In this study vinyl ester monomers were synthesized by an amine catalyzed Michael addition reaction between a multifunctional thiol and the acrylate double bond of vinyl acrylate. The copolymerization behavior of both methacrylate/vinyl ester and acrylate/vinyl ester systems was studied with near-infrared spectroscopy. In acrylate/vinyl ester systems, the acrylate groups polymerize faster than the vinyl ester groups resulting in an overall conversion of 80% for acrylate double bonds in the acrylate/vinyl ester system relative to only 50% in the bulk acrylate system. In the methacrylate/vinyl ester systems, the difference in reactivity is even more pronounced resulting in two distinguishable polymerization regimes, one dominated by methacrylate polymerization and a second dominated by vinyl ester polymerization. A faster polymerization rate and higher overall conversion of the methacrylate double bonds is thus achieved relative to polymerization of the pure methacrylate system.

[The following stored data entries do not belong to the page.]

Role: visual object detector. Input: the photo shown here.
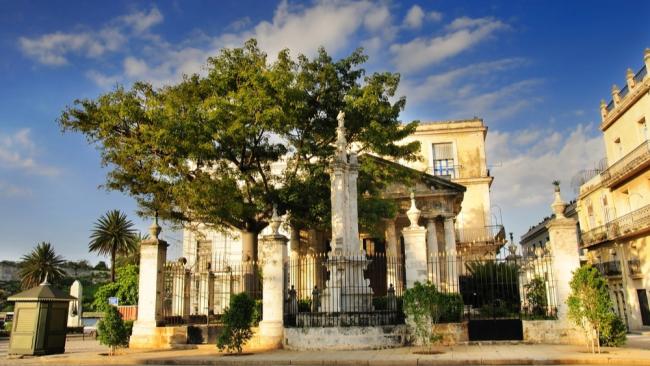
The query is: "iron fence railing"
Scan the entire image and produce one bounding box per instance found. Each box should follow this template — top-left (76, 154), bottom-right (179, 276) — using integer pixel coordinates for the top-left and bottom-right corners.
top-left (425, 166), bottom-right (490, 180)
top-left (581, 203), bottom-right (650, 247)
top-left (634, 65), bottom-right (647, 84)
top-left (594, 261), bottom-right (622, 277)
top-left (160, 258), bottom-right (262, 326)
top-left (601, 140), bottom-right (650, 187)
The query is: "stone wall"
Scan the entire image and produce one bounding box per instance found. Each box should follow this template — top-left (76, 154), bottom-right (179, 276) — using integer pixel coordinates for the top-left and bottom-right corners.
top-left (431, 322), bottom-right (468, 345)
top-left (522, 320), bottom-right (586, 345)
top-left (284, 325), bottom-right (408, 350)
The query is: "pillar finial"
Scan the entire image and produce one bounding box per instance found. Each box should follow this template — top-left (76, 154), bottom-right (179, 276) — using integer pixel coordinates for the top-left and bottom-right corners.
top-left (270, 204), bottom-right (281, 235)
top-left (551, 181), bottom-right (566, 219)
top-left (406, 190), bottom-right (421, 228)
top-left (149, 211), bottom-right (161, 239)
top-left (336, 110), bottom-right (347, 160)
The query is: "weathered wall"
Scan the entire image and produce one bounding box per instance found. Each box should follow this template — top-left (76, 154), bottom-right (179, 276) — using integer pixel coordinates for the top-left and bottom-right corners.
top-left (431, 322), bottom-right (468, 345)
top-left (522, 320), bottom-right (586, 345)
top-left (284, 325), bottom-right (408, 350)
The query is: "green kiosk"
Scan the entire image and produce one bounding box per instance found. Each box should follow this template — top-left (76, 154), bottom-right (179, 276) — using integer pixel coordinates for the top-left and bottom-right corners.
top-left (7, 276), bottom-right (75, 355)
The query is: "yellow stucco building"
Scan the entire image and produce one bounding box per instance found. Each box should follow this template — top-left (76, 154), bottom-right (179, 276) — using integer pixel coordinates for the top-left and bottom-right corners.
top-left (401, 119), bottom-right (504, 257)
top-left (577, 49), bottom-right (650, 331)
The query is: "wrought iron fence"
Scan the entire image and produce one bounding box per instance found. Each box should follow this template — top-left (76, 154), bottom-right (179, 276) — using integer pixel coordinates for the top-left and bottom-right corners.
top-left (284, 252), bottom-right (405, 327)
top-left (160, 257), bottom-right (262, 326)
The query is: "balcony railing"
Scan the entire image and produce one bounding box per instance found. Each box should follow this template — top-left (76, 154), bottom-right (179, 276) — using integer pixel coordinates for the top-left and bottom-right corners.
top-left (600, 140), bottom-right (650, 187)
top-left (628, 259), bottom-right (642, 276)
top-left (456, 225), bottom-right (506, 246)
top-left (594, 260), bottom-right (622, 277)
top-left (426, 166), bottom-right (490, 180)
top-left (581, 203), bottom-right (650, 247)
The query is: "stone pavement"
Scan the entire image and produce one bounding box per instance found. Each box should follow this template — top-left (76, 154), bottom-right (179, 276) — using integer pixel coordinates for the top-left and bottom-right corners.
top-left (2, 336), bottom-right (650, 366)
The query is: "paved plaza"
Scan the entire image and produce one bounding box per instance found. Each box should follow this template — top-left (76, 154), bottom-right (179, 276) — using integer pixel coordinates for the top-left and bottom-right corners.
top-left (1, 334), bottom-right (649, 366)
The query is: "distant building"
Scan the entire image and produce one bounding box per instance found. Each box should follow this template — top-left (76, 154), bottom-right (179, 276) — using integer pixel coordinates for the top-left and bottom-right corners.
top-left (577, 49), bottom-right (650, 331)
top-left (520, 201), bottom-right (581, 257)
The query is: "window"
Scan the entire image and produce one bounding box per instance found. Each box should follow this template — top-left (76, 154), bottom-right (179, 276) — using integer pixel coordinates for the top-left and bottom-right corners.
top-left (432, 142), bottom-right (455, 179)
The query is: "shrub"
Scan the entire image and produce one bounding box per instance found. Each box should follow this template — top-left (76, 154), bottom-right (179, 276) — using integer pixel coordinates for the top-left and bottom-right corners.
top-left (403, 282), bottom-right (442, 347)
top-left (436, 293), bottom-right (463, 323)
top-left (251, 300), bottom-right (263, 325)
top-left (92, 265), bottom-right (139, 312)
top-left (567, 265), bottom-right (626, 353)
top-left (524, 277), bottom-right (548, 316)
top-left (97, 306), bottom-right (129, 355)
top-left (217, 293), bottom-right (255, 354)
top-left (297, 299), bottom-right (311, 313)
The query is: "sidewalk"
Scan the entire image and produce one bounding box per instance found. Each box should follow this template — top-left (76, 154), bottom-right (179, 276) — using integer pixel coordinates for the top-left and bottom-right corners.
top-left (2, 336), bottom-right (650, 366)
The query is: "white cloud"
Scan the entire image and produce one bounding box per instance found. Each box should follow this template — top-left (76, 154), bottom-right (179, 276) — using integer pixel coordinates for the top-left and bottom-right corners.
top-left (427, 11), bottom-right (443, 22)
top-left (18, 6), bottom-right (161, 66)
top-left (404, 5), bottom-right (425, 29)
top-left (390, 16), bottom-right (508, 73)
top-left (488, 123), bottom-right (604, 209)
top-left (0, 129), bottom-right (59, 176)
top-left (0, 180), bottom-right (31, 198)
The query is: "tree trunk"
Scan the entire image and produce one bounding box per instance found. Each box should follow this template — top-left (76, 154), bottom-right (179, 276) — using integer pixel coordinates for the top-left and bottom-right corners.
top-left (241, 230), bottom-right (259, 262)
top-left (111, 246), bottom-right (116, 282)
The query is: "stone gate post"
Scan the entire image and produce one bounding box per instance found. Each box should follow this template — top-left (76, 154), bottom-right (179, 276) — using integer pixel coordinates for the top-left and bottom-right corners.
top-left (130, 216), bottom-right (168, 349)
top-left (258, 208), bottom-right (288, 348)
top-left (402, 193), bottom-right (428, 288)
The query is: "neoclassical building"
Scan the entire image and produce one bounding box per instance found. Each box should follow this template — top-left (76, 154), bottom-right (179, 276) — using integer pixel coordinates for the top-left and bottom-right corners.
top-left (577, 49), bottom-right (650, 331)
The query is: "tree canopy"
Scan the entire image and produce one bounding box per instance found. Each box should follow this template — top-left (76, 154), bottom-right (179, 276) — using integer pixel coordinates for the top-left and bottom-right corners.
top-left (59, 39), bottom-right (420, 243)
top-left (89, 210), bottom-right (138, 282)
top-left (18, 242), bottom-right (66, 289)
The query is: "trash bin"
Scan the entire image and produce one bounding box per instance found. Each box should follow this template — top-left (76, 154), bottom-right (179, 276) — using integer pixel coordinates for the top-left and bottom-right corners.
top-left (7, 277), bottom-right (75, 355)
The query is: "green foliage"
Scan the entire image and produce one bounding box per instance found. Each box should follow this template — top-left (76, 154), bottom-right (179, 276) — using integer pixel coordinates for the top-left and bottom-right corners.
top-left (59, 39), bottom-right (420, 240)
top-left (567, 265), bottom-right (626, 353)
top-left (89, 210), bottom-right (138, 282)
top-left (18, 242), bottom-right (66, 289)
top-left (524, 276), bottom-right (548, 316)
top-left (252, 299), bottom-right (263, 326)
top-left (4, 322), bottom-right (12, 332)
top-left (97, 306), bottom-right (129, 355)
top-left (436, 293), bottom-right (463, 323)
top-left (92, 265), bottom-right (139, 312)
top-left (297, 299), bottom-right (311, 313)
top-left (403, 282), bottom-right (443, 346)
top-left (95, 261), bottom-right (108, 270)
top-left (462, 260), bottom-right (520, 314)
top-left (217, 293), bottom-right (255, 354)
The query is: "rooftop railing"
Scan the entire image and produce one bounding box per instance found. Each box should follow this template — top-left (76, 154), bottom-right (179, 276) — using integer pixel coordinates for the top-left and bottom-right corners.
top-left (600, 140), bottom-right (650, 187)
top-left (580, 203), bottom-right (650, 247)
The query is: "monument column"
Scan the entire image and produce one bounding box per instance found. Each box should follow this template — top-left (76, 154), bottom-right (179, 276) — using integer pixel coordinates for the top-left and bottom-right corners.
top-left (426, 219), bottom-right (440, 284)
top-left (385, 219), bottom-right (399, 288)
top-left (402, 193), bottom-right (428, 288)
top-left (546, 185), bottom-right (581, 323)
top-left (130, 215), bottom-right (168, 349)
top-left (67, 280), bottom-right (82, 328)
top-left (443, 216), bottom-right (457, 291)
top-left (259, 207), bottom-right (288, 348)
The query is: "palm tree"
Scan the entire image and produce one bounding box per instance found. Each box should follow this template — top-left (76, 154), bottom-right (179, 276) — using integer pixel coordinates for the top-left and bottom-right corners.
top-left (89, 210), bottom-right (137, 282)
top-left (115, 232), bottom-right (149, 267)
top-left (18, 242), bottom-right (66, 289)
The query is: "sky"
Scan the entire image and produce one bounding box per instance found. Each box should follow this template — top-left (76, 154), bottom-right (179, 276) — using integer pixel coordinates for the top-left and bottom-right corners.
top-left (0, 0), bottom-right (649, 264)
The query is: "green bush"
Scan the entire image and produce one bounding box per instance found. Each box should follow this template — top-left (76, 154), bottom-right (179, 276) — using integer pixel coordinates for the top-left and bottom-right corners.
top-left (251, 300), bottom-right (263, 325)
top-left (600, 314), bottom-right (627, 347)
top-left (403, 282), bottom-right (442, 347)
top-left (436, 293), bottom-right (463, 323)
top-left (4, 322), bottom-right (11, 332)
top-left (524, 277), bottom-right (548, 316)
top-left (92, 265), bottom-right (139, 312)
top-left (297, 299), bottom-right (311, 313)
top-left (217, 293), bottom-right (255, 354)
top-left (97, 306), bottom-right (129, 355)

The methacrylate conversion in the methacrylate/vinyl ester system is near 100% compared to only ~60% in the pure methacrylate system. Utilizing hydrophilic vinyl ester and hydrophobic methacrylate monomers, polymerization-induced phase separation is observed. The phase separated domain size is on the order of ~1 μm under the polymerization conditions. The phase separated domains become larger and more distinct with slower polymerization and correspondingly increased time for diffusion.